1 Vali-e-Asr Reproductive Health Research Center, Tehran University of Medical Sciences, Tehran, Iran

2 Department of Anatomical Sciences, Faculty of Medicine, Zanjan University of Medical Sciences, Zanjan, Iran


Gonadotropin-releasing hormone (GnRH) analogues have been extensively utilized in the ovarian stimulation cycle for suppression of endogenous rapid enhancement of luteinizing hormone (LH surge). Exclusive properties and functional mechanisms of GnRH analogues in in vitro fertilization (IVF) cycles are clearly described. This randomized clinical trial was performed to evaluate clinical and molecular impacts of the GnRH agonist and antagonist protocols in IVF cycles. For this purpose, gene expression of cumulus cells (CCs) as well as clinical and embryological parameters were evaluated and compared between two groups (GnRH agonist and antagonist) during the IVF cycle.
Materials and Methods:
Twenty-one infertile individuals were enrolled in this double-blind randomized clinical study. Subjects were randomly allocated into two groups of GnRH agonist (n=10) treated patients and GnRH antagonist (n=11) treated individuals. The defined clinical embryological parameters were compared between the two groups. Expression of BAX, BCL-2, SURVIVIN, ALCAM, and VCAN genes were assessed in the CCs of the participants using the real-time polymerase chain reaction (PCR) technique.

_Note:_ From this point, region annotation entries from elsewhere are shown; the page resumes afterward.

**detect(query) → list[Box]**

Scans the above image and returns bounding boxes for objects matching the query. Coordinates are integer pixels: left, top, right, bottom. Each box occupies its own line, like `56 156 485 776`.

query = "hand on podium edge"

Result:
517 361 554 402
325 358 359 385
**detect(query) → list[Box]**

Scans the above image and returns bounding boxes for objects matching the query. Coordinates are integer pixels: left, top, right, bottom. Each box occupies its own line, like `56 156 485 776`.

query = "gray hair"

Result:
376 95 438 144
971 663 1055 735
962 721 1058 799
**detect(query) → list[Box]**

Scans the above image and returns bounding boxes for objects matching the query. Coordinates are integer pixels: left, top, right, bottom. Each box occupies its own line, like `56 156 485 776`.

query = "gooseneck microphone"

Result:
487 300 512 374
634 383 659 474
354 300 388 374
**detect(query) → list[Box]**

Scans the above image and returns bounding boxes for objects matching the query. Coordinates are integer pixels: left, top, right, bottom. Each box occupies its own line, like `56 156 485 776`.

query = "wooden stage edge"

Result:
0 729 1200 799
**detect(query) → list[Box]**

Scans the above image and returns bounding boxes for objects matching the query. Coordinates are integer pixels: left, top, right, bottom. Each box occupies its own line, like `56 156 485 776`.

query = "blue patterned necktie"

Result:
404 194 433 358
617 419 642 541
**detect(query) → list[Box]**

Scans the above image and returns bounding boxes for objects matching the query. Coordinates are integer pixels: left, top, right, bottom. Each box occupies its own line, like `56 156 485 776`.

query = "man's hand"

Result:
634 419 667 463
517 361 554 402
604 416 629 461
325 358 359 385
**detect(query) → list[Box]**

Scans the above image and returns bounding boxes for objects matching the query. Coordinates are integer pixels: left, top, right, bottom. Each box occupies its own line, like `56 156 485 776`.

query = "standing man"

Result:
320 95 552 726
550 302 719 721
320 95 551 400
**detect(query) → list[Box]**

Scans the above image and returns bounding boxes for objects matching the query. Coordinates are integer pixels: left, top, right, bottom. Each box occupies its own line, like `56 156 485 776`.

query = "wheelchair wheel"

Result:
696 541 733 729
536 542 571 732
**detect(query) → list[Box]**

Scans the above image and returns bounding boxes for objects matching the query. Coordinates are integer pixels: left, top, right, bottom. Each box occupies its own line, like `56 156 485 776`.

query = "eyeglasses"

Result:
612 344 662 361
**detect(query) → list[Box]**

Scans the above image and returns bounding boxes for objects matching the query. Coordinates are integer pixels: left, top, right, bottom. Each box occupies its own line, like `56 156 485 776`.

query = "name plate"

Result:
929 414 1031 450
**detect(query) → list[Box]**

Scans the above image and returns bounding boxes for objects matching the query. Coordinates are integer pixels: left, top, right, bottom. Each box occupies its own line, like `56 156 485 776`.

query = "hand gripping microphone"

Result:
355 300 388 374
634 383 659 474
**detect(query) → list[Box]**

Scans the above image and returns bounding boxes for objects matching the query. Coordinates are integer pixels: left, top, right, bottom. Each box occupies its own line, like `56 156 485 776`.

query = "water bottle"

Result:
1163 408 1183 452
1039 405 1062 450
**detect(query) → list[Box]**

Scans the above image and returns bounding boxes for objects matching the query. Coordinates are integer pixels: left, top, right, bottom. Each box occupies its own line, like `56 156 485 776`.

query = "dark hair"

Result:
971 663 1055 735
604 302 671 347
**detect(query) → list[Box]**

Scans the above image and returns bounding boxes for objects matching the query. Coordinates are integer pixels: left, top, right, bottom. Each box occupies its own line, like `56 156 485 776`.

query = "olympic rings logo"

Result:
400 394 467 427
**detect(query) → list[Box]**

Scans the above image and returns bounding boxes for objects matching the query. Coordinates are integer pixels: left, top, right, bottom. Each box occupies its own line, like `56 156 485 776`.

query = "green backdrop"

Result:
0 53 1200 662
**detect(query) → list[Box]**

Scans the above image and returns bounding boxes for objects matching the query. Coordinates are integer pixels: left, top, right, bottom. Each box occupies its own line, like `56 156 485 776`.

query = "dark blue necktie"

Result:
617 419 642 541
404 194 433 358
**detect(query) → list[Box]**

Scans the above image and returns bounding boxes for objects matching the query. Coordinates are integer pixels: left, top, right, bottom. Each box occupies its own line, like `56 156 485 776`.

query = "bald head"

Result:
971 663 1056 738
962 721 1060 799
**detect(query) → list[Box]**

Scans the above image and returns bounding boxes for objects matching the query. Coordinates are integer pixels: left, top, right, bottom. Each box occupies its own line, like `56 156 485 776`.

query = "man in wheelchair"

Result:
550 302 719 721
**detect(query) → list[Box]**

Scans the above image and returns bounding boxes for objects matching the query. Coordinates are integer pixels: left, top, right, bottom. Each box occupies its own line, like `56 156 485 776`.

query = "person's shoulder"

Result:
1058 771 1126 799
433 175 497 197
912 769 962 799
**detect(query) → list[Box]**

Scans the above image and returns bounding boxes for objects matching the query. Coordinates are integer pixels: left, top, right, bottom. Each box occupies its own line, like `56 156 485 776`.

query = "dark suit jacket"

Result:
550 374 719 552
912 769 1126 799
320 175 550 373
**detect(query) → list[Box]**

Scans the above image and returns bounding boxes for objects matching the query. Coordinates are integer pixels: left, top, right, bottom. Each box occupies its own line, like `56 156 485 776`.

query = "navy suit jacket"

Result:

The mean number of cumulus oocyte complex (COC), percentage of metaphase II (MII) oocytes, grade A embryo and clinical parameters did not show noticeable differences between the two groups. BAX gene expression in the CCs of the group treated with GnRH agonist was remarkably higher than those received GnRH antagonist treatment (p <0.001). The mRNA expression of BCL-2 and ALCM genes were considerably greater in the CCs of patients who underwent antagonist protocol in comparison to the group that received agonist protocol (p <0.001).
Despite no considerable difference in the oocyte quality, embryo development, and clinical outcomes between the group treated with GnRH agonist and the one treated with antagonist protocol, the GnRH antagonist protocol was slightly more favorable. However, further clinical studies using molecular assessments are required to elucidate this controversial subject (Registration number: IRCT20101115005181N16).